The FOMC is just full of surprises, isn’t it? While their September rate decision turned out surprisingly dovish, the tone of their monetary policy statement this month was the exact opposite!
As expected, the Fed decided to carry on with its taper schedule, effectively ending their QE program with a $15 billion monthly reduction in asset purchases. The committee also decided to retain the “considerable time” wording when it comes to discussing how long they plan to keep interest rates unchanged.
Their economic assessment was relatively more upbeat this time around, as policymakers seemed more optimistic about employment and inflation prospects. Their statement acknowledged the solid hiring gains and the lower unemployment rate, citing that the underutilization of labor resources is “gradually diminishing”, modified from their previous statement referring to a “significant underutilization” in labor resources.

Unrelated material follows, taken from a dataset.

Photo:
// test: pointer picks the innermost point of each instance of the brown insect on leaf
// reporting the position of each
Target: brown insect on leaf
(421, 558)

As for inflation, Fed officials still projected that near-term price pressures might be weighed down by falling energy prices but added that “the likelihood of inflation running persistently below 2 percent has diminished somewhat.” Forex market participants interpreted this as a sign that the FOMC is less concerned about deflationary risks brought about by dollar appreciation for now.
With that, several analysts remarked that the Fed is back as one of the more hawkish central banks in the ‘hood. Some were even surprised to find out that Fed Chairperson Yellen and her gang of policymakers didn’t dwell too much on the negative impact of a euro zone recession and the slowdown in China. Judging from the Greenback’s reaction, it looks like forex traders are once again pricing in expectations of a Fed rate hike by mid-2015!
Of course a lot could still happen until then and not even Yellen can guarantee that the U.S. will stay on track to recovery in the midst of a potential global economic downturn. Do you think the U.S. economy could stay ahead of the pack in the next few months?